Critical Security Alert

This vulnerability is actively being exploited. Immediate action is recommended.

SECURITYCRITICALCVE-2026-4599

CVE-2026-4599: jsrsasign Private Key Recovery via DSA Nonce Bias (CVSS 9.1)

A critical flaw in jsrsasign versions 7.0.0 through 11.1.0 allows attackers to recover DSA private keys by exploiting biased nonce generation in the...

Dylan H.

Security Team

March 23, 2026
7 min read

Affected Products

  • jsrsasign 7.0.0 – 11.1.0 (npm)

Executive Summary

A critical cryptographic vulnerability (CVE-2026-4599) has been disclosed in the widely used JavaScript cryptography library jsrsasign, affecting all versions from 7.0.0 up to (but not including) 11.1.1. The flaw stems from an Incomplete Comparison with Missing Factors in the random number generation routines used during DSA signature operations, allowing an attacker who can observe sufficient DSA signatures to recover the signer's private key.

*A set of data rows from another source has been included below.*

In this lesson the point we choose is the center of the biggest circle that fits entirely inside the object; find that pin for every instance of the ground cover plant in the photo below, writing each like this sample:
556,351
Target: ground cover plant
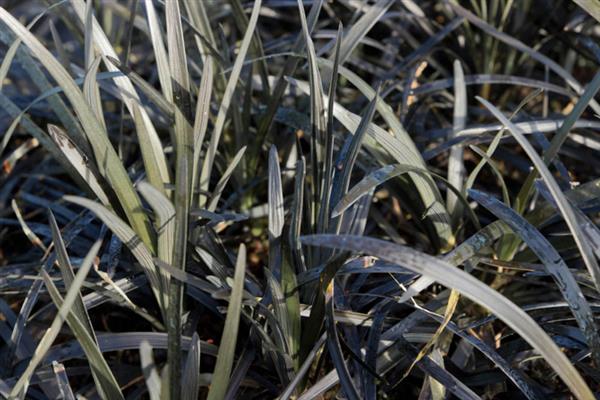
292,199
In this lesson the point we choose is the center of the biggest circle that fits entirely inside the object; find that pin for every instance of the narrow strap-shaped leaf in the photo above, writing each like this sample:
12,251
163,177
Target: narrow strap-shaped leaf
317,116
324,210
276,216
52,332
165,219
158,281
360,28
184,141
222,372
470,287
76,158
216,195
68,276
563,205
333,344
151,376
509,40
162,58
191,371
227,97
553,262
108,162
456,167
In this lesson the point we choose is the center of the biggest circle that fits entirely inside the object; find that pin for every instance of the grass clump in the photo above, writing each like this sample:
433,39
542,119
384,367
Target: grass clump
285,199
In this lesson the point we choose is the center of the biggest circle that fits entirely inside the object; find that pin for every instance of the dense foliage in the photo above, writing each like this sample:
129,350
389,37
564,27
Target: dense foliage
352,199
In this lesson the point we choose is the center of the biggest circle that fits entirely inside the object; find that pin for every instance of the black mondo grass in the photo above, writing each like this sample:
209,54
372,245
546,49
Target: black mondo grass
229,199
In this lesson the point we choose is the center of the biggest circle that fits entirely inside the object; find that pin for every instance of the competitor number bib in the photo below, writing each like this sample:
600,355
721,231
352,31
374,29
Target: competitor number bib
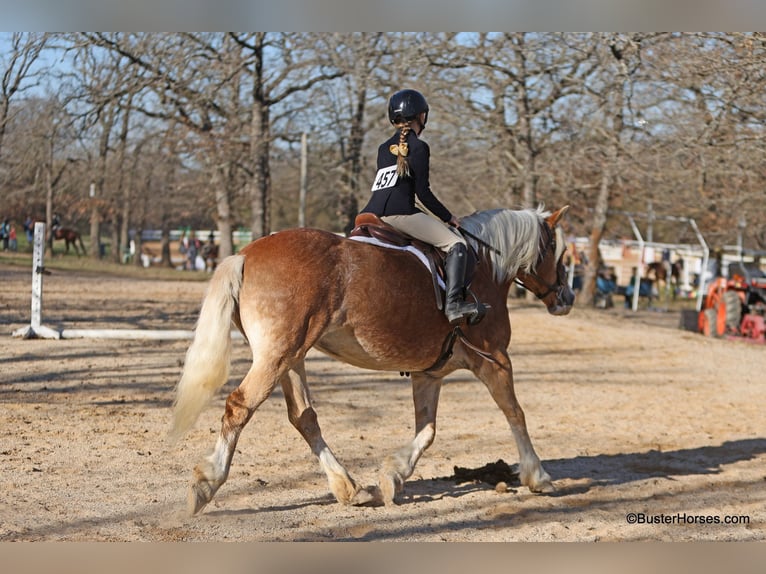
385,178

CVSS Score: 9.1 (Critical) CVSS Vector: CVSS:3.1/AV:N/AC:L/PR:N/UI:N/S:U/C:H/I:H/A:N


Vulnerability Overview

AttributeValue
CVE IDCVE-2026-4599
CVSS Score9.1 (Critical)
CVSS 4.0 Score9.3
TypeIncomplete Comparison with Missing Factors (CWE-184)
Attack VectorNetwork
Attack ComplexityLow
Privileges RequiredNone
User InteractionNone
Affected FunctionsgetRandomBigIntegerZeroToMax, getRandomBigIntegerMinToMax
Affected Filesrc/crypto-1.1.js
Libraryjsrsasign (npm: jsrsasign)
Affected Versions7.0.0 – 11.1.0
Fixed Version11.1.1
Published2026-03-23

Affected Products

PackageEcosystemAffected VersionsFixed Version
jsrsasignnpm7.0.0 – 11.1.011.1.1

Additional impacted products (via dependency):

  • Red Hat Migration Toolkit for Virtualization
  • Red Hat Quay 3

Any application that uses jsrsasign for DSA signature generation in the affected version range is vulnerable.


Technical Details

Root Cause

The functions getRandomBigIntegerZeroToMax and getRandomBigIntegerMinToMax in src/crypto-1.1.js perform range checks using compareTo() to ensure that randomly generated BigInteger candidates fall within specified bounds. Due to an incorrect comparison logic (missing factors in the comparison condition), candidates that fall outside the intended range are erroneously accepted.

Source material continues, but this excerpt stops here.